Marie Virginia Payne (June 19, 1908 - February 9, 1977 in Cincinnati, Ohio) was an American radio actress, best known for her 27-year role as the title character in the radio soap opera Ma Perkins. In 1939–1940, she played Mrs. Kerry Carter on the radio soap opera The Carters of Elm Street. She was in the soap opera Light of the World, 1940–1950, on CBS and NBC and on Lonely Women on NBC in 1942.

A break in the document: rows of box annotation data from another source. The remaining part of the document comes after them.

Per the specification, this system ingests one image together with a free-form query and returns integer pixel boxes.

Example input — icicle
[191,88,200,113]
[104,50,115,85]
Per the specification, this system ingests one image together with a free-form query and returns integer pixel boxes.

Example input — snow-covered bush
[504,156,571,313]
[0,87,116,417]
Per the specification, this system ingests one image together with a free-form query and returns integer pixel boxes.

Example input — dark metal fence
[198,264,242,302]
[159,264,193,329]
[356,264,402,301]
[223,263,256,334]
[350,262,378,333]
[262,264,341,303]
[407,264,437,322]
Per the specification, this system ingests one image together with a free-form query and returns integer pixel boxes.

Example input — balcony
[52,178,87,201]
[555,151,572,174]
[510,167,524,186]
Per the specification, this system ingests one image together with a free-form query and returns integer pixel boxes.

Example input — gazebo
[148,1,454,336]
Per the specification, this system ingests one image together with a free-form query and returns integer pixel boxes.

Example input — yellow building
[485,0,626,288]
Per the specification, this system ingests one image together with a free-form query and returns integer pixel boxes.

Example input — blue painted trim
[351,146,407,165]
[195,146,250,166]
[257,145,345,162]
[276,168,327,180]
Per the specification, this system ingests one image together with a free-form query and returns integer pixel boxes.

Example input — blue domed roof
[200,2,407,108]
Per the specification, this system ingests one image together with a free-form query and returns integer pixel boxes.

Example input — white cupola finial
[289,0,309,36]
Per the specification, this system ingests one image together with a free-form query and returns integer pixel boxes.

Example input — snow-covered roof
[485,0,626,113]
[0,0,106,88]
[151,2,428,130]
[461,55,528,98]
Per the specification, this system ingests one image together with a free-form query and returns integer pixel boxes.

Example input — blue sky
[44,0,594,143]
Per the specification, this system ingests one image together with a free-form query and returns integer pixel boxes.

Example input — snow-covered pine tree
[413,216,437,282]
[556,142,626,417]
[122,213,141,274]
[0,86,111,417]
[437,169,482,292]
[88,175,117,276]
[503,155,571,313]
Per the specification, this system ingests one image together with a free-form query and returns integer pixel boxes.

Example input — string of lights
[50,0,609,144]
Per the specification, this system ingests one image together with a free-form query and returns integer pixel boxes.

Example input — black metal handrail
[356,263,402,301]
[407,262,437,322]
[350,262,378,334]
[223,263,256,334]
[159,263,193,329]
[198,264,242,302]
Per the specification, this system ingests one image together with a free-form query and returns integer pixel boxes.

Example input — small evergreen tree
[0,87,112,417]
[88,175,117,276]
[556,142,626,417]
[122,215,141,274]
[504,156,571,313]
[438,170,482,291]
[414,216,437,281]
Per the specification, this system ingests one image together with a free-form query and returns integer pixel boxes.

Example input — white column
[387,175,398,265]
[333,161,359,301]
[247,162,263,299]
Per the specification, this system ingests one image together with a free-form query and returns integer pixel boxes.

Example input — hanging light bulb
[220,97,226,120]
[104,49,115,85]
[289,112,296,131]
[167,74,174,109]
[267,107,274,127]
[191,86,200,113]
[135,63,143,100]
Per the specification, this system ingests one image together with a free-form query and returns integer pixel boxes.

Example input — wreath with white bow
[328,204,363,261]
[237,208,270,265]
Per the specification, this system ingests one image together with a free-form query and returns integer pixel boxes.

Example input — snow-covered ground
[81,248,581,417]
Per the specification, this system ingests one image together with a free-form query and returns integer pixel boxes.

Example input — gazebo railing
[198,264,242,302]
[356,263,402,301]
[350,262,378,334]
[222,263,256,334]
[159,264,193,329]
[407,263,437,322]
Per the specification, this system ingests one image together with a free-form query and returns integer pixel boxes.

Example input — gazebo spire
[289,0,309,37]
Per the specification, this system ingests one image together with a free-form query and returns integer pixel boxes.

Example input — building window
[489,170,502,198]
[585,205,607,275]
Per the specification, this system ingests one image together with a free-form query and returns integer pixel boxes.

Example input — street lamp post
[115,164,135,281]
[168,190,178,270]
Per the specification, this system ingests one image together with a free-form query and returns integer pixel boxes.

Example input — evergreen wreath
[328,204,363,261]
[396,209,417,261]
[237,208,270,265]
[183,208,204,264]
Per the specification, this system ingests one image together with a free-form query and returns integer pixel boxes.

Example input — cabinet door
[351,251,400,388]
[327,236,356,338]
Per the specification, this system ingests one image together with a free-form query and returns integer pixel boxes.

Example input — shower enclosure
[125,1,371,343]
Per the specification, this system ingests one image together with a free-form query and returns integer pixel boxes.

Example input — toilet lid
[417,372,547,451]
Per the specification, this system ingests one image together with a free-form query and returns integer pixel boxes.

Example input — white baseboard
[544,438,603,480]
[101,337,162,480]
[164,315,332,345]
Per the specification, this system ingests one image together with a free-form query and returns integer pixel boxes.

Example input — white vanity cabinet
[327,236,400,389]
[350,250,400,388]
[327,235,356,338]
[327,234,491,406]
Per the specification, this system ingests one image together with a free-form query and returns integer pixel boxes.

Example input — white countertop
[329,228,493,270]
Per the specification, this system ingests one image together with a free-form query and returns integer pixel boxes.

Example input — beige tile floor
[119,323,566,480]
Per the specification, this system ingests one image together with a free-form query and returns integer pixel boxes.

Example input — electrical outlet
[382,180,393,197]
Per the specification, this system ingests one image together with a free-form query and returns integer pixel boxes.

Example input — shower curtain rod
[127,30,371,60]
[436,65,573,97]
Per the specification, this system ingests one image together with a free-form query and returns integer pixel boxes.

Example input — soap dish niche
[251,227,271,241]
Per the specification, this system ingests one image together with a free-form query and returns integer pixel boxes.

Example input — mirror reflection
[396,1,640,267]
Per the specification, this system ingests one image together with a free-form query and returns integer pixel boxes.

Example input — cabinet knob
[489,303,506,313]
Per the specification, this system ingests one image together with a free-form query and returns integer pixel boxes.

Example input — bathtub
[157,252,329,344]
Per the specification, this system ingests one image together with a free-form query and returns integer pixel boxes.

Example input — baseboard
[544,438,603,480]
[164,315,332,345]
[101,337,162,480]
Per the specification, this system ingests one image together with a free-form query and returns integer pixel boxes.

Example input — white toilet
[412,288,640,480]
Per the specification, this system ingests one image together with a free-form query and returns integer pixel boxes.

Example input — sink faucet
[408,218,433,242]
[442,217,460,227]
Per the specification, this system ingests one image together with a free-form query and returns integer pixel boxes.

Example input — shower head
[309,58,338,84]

Noting the 25th anniversary of Ma Perkins, Time described Payne in 1957:
Like other daytime heroines, Ma neither drinks, smokes, takes snuff or has affairs with men. Unlike Ma, Cincinnati-born Virginia Payne, 47, has never been married, downs an occasional whisky sour and makes up to $50,000 a year—more than any other actress in daytime broadcasting. Her present writer (she has had ten) lived on the Riviera for two years, now counts his money on Cape Cod. A devout Roman Catholic with an M.A. in literature (University of Cincinnati), Virginia sheds Ma's vocabulary of "ain'ts," "folks" and "Land o' Goshens" with ease, but insists on making personal appearances in wig, makeup, frumpy clothes and spectacles, "though I often feel like a great imposter." She is an accomplished pianist, lives alone in a posh East Side Manhattan apartment decorated with Duveen-collected oil paintings, accumulates antiques, and grows roses (two varieties have been named for her).

==Stage==
While she attended the University of Cincinnati, she performed in student productions and was the vice president of the club.
After the long run of Ma Perkins came to an end, Payne did theater. She appeared on Broadway in the Betty Comden - Adolph Green musical comedy, Fade Out – Fade In (1964–65), and Paul Zindel's play, And Miss Reardon Drinks a Little (1971). Until one month before her death from cancer, she played Mrs. Bedwin in a production of Oliver! staged at the Playhouse in the Park in her home town of Cincinnati.

==Union==
Payne was active in the American Federation of Radio Artists, serving as president of the Chicago local and as national president.

==Personal life==
Payne was a graduate of the Schuster-Martin School of Drama in Cincinnati and earned a master's degree from the University of Cincinnati.

==Death==
Payne died February 9, 1977, at her home in Cincinnati.